Personal information
- Full name: Leslie Eric McLean
- Born: 19 April 1918 Lynton, Devon, England
- Died: 16 December 1987 (aged 69) Guildford, Surrey, England
- Batting: Right-handed

Domestic team information
- 1936–1939: Hertfordshire
- 1939: Oxford University

Career statistics
| Competition | First-class |
| Matches | 3 |
| Runs scored | 79 |
| Batting average | 13.16 |
| 100s/50s | –/1 |
| Top score | 51 |
| Catches/stumpings | 3/– |
- Source: Cricinfo, 4 July 2019

= Leslie McLean =

English cricketer

Leslie Eric McLean (19 April 1918 - 16 December 1987) was an English first-class cricketer.

McLean was born in April 1918 at Lynton, Devon. He was educated at Bishop's Stortford College before going up to Christ Church, Oxford. While studying at Oxford, he made his debut in first-class cricket for Oxford University against Derbyshire at Oxford in 1939. He made two further first-class appearances in 1939, against Lancashire and the Free Foresters. He scored a total of 79 runs in these three matches, with a high score of 51. He had made his debut in minor counties cricket for Hertfordshire in 1936, with McLean playing minor counties cricket until 1939, making a total of thirteen appearances in the Minor Counties Championship.

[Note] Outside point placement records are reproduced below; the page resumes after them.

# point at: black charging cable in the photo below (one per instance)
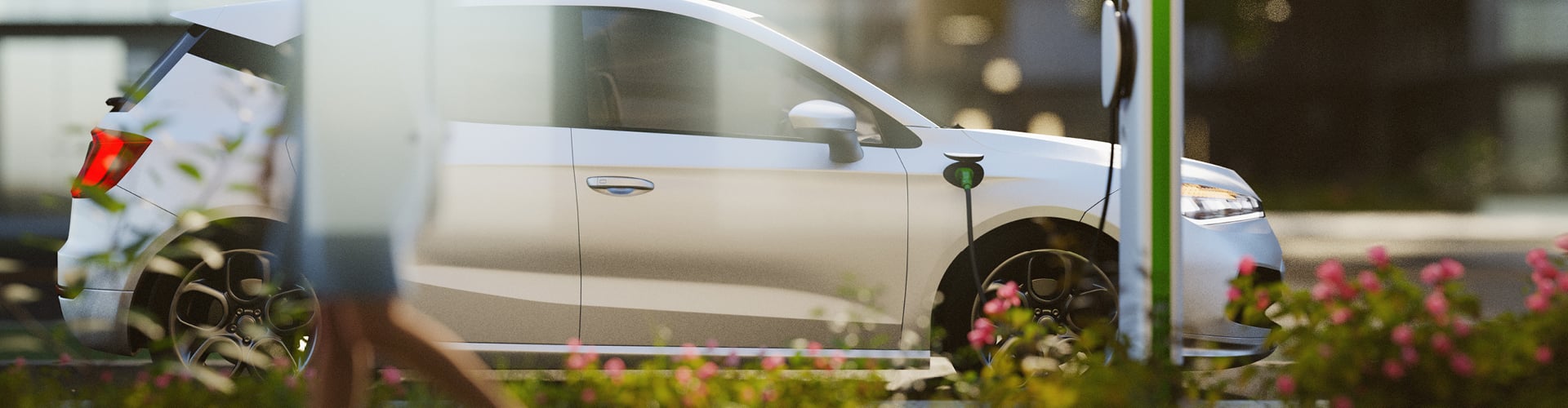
(966, 173)
(1111, 173)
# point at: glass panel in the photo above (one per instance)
(664, 73)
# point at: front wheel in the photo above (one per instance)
(1063, 290)
(243, 316)
(1060, 287)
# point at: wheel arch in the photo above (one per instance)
(149, 289)
(1004, 241)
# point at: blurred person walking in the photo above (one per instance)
(371, 144)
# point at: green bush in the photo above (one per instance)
(1377, 338)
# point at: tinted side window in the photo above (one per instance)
(507, 64)
(666, 73)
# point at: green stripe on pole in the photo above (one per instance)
(1160, 183)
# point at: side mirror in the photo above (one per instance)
(831, 122)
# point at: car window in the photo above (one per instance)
(664, 73)
(507, 64)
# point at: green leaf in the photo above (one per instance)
(190, 170)
(229, 144)
(98, 195)
(151, 126)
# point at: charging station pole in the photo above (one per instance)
(1152, 144)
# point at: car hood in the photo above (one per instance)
(1089, 151)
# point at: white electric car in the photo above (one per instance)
(630, 173)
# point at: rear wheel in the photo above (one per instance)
(242, 316)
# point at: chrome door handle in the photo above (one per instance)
(615, 185)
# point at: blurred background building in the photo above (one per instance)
(1322, 105)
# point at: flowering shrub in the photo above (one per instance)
(1380, 338)
(692, 380)
(1039, 366)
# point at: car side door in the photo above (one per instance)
(703, 215)
(497, 261)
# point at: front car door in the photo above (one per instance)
(499, 259)
(703, 217)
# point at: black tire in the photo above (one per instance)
(242, 244)
(954, 314)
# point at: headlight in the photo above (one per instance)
(1211, 204)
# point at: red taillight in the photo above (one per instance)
(109, 159)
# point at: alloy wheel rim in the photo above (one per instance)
(243, 313)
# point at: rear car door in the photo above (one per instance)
(703, 215)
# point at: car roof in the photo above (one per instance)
(276, 20)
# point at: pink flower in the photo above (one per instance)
(1404, 335)
(1441, 344)
(1009, 290)
(576, 361)
(1285, 384)
(1392, 369)
(1324, 292)
(982, 335)
(1452, 268)
(1549, 272)
(772, 363)
(1537, 302)
(1438, 305)
(1462, 365)
(688, 352)
(391, 375)
(1432, 273)
(1332, 272)
(615, 367)
(683, 374)
(1379, 256)
(1339, 316)
(1370, 282)
(995, 306)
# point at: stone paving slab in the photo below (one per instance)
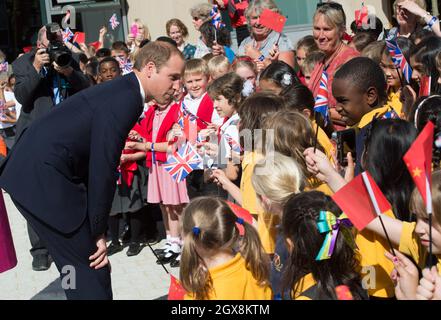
(133, 278)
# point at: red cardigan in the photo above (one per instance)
(166, 125)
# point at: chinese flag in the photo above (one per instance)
(8, 258)
(27, 49)
(241, 213)
(355, 201)
(176, 290)
(272, 20)
(79, 37)
(425, 84)
(418, 160)
(343, 293)
(361, 16)
(95, 44)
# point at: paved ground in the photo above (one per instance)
(133, 278)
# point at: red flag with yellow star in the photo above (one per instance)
(176, 290)
(272, 20)
(418, 160)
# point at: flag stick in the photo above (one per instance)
(153, 251)
(429, 213)
(316, 130)
(377, 208)
(401, 78)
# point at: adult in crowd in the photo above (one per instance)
(329, 26)
(41, 84)
(200, 13)
(142, 33)
(236, 12)
(411, 16)
(177, 31)
(261, 44)
(66, 191)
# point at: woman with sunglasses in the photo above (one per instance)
(329, 26)
(263, 43)
(411, 16)
(201, 14)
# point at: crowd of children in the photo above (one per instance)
(265, 147)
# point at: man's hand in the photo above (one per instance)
(41, 59)
(65, 71)
(99, 258)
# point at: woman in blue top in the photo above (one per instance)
(177, 30)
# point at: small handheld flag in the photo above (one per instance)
(67, 35)
(114, 23)
(4, 66)
(343, 293)
(125, 65)
(79, 37)
(134, 30)
(272, 20)
(182, 162)
(425, 84)
(176, 290)
(361, 16)
(322, 100)
(216, 18)
(398, 59)
(8, 257)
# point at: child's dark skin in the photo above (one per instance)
(352, 103)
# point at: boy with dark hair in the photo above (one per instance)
(360, 90)
(108, 69)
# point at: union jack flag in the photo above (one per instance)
(322, 100)
(235, 146)
(114, 21)
(67, 35)
(182, 162)
(125, 65)
(216, 18)
(4, 67)
(398, 59)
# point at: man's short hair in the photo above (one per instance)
(158, 52)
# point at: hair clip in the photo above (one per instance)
(328, 223)
(196, 231)
(287, 79)
(247, 88)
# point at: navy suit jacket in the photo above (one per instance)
(64, 166)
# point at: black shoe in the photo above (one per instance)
(40, 262)
(113, 248)
(168, 257)
(134, 249)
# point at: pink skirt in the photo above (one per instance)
(163, 189)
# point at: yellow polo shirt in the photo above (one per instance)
(233, 281)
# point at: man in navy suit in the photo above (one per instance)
(62, 171)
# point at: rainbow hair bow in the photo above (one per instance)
(328, 223)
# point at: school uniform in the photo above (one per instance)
(233, 281)
(410, 245)
(266, 222)
(373, 262)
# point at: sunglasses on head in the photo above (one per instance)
(333, 5)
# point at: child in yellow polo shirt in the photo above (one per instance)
(311, 223)
(220, 262)
(359, 88)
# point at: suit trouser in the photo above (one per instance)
(37, 245)
(71, 253)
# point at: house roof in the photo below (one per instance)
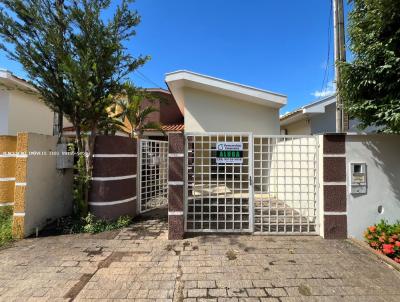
(9, 81)
(177, 80)
(305, 111)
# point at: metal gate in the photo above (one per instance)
(153, 174)
(285, 184)
(221, 197)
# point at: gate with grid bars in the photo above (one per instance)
(273, 191)
(219, 196)
(153, 174)
(285, 184)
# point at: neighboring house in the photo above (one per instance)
(215, 105)
(21, 109)
(316, 118)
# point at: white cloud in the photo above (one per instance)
(328, 90)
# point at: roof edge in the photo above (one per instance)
(221, 80)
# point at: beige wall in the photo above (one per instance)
(27, 112)
(48, 190)
(209, 112)
(298, 128)
(42, 193)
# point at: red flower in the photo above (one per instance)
(373, 244)
(388, 249)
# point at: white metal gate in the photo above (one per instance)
(219, 196)
(222, 197)
(285, 184)
(153, 174)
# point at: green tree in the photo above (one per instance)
(133, 111)
(75, 57)
(370, 84)
(35, 36)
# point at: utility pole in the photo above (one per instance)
(340, 56)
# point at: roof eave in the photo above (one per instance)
(176, 81)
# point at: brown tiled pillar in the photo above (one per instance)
(176, 176)
(113, 185)
(334, 186)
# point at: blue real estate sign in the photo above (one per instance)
(230, 153)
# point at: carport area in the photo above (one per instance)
(140, 264)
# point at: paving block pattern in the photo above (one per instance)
(139, 263)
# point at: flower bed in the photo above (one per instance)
(385, 238)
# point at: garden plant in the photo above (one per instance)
(385, 238)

His first-class and minor counties career was ultimately cut short by the Second World War. He served in the war with the Royal Marines, enlisting as a second lieutenant in November 1939. He was made an acting temporary lieutenant in March 1940, before being made a temporary lieutenant in April 1940. He died at Guildford in December 1987.